I'm trying to create a function that will return pair containing two data types, where first type is always the same, but second is template-type. Is that even possible? (I'm also wondering if my understanding of std::forward usage is correct). For better demonstrating of my problem I'll show you simplified sample of my (not working) code.

Here's what I tried:

template <class X>
std::pair<int, X> func(X&& second)
{
    int first = 1;
    return std::make_pair(std::move(first), std::forward<X>(second));
}

Inside function, I create variable first and then I want to return pair. Here I move first - to avoid copying - and (following Scott Meyers' lecture where he explained std::forward as an "conditional move") depending if parameter second was l-value I want to pass second as an l-value (to let std::make_pair make copy of second, when creating pair) or if it was r-value I want to pass "moved" r-value.

Unfortunately my code doesn't work.

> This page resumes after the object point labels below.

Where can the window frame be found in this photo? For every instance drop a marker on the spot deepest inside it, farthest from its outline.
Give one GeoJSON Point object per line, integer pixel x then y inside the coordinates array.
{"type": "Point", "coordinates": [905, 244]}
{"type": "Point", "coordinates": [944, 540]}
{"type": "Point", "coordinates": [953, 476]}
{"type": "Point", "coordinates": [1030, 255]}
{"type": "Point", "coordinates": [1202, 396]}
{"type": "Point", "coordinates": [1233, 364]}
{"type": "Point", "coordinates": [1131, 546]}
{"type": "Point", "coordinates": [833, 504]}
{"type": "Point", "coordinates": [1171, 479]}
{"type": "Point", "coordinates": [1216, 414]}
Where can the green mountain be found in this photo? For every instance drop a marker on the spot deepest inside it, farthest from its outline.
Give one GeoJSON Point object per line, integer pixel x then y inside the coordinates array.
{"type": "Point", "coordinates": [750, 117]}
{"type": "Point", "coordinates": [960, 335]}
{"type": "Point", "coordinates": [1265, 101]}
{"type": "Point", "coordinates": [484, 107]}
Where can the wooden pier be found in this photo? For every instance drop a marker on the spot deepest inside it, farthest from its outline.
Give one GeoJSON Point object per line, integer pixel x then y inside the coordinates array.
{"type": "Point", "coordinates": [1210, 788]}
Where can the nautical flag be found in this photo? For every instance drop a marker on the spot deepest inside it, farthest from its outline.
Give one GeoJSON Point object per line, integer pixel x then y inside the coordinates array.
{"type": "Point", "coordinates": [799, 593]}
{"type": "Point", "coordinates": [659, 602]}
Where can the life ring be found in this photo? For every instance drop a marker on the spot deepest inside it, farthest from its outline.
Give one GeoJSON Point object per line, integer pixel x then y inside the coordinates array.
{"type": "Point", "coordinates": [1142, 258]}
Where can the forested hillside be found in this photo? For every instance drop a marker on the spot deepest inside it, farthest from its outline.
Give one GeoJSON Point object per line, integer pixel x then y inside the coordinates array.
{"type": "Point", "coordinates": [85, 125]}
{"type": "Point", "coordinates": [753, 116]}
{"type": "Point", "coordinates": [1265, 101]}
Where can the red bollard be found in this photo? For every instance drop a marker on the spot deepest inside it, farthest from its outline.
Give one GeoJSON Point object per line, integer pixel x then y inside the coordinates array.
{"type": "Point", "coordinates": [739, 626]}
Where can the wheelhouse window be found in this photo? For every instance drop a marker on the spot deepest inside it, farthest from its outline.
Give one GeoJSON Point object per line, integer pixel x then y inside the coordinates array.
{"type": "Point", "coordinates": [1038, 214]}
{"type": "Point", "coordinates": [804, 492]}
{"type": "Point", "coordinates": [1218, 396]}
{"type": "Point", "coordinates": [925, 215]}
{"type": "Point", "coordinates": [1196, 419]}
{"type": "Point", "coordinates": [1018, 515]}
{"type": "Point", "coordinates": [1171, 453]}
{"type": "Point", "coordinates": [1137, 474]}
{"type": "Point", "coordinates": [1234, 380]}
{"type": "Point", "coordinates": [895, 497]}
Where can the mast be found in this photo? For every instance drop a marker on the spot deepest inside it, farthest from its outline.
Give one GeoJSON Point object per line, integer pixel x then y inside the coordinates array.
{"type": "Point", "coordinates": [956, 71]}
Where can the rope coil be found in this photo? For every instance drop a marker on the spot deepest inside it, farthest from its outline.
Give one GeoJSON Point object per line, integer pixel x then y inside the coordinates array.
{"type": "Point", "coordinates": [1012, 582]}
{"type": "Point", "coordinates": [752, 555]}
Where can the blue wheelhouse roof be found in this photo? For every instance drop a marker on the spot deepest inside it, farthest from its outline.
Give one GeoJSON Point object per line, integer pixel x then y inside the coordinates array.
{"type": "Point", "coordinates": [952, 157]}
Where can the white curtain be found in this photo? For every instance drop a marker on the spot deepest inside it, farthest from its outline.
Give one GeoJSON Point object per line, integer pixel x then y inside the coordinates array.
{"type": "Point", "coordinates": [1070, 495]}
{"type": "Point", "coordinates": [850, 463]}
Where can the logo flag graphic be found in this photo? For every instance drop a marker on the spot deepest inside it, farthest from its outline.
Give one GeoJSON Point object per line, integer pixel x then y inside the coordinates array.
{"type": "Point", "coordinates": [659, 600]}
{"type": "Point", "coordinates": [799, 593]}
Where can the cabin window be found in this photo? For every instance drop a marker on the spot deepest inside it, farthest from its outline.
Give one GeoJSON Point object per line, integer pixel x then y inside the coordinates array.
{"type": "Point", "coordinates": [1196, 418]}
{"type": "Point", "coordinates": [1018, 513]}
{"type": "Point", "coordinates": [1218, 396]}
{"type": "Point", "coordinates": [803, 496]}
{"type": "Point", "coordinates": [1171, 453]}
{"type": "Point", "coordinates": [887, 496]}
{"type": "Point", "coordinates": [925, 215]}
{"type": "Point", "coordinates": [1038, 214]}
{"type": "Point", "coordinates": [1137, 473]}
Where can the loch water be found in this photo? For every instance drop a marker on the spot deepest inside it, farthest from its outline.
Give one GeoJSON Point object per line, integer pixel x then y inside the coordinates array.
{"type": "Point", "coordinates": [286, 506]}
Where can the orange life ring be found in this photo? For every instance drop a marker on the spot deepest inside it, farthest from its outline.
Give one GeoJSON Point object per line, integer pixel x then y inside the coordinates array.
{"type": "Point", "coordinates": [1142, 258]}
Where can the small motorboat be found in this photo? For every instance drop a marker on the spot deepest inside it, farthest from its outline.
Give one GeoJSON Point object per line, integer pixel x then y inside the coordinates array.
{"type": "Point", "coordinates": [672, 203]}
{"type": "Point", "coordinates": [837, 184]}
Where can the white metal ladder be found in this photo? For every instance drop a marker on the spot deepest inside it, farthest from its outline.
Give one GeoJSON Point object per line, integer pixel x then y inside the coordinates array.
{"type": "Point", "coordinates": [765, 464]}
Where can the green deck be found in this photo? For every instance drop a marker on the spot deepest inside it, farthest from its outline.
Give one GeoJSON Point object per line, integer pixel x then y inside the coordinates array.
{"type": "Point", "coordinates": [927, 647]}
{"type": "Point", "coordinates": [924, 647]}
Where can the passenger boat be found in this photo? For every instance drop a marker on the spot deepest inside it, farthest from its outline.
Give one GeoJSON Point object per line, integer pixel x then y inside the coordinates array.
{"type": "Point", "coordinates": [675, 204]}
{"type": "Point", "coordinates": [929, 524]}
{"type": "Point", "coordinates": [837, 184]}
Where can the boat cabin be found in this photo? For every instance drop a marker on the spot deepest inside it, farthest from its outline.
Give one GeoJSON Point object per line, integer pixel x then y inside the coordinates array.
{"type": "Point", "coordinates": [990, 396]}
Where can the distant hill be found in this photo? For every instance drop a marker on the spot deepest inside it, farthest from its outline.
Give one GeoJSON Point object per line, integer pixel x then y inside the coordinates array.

I think I must have misunderstood something, but I don't know what, can you explain me, please?

Answer 1

I suspect you want a C++14-ish std::decay_t or a std::remove_reference_t in your declaration:

template <class X>
std::pair<int, std::decay_t<X>> func(X&& second) {
    int first = 1;
    return std::make_pair(std::move(first), std::forward<X>(second));
}

Or the C++11, more verbose, but equivalent version:

template <class X>
std::pair<int, typename std::decay<X>::type> func(X&& second) {
    int first = 1;
    return std::make_pair(std::move(first), std::forward<X>(second));
}

This way, no matter if you are using an lvalue reference or an rvalue reference to X as an actual parameter of func, your std::pair will use X as a type.

---

Note that you can't use a reference to X as a type of a std::pair.
Let's consider the following example:

#include<utility>

template <class X>
std::pair<int, X> func(X&& second) {
    int first = 1;
    return std::make_pair(std::move(first), std::forward<X>(second));
}

int main() {
    int i = 42;
    func(i);
}

In this case, X is deduced as int &. Return type is thus std::pair<int, int &>, that is not allowed and doesn't compile.

The following will compile instead:

template <class X>
std::pair<int, std::remove_reference_t<X>> func(X&& second) {
    int first = 1;
    return std::make_pair(std::move(first), std::forward<X>(second));
}

This is because X is still deduced as int &, but the return type is now adjusted to std::pair<int, int>.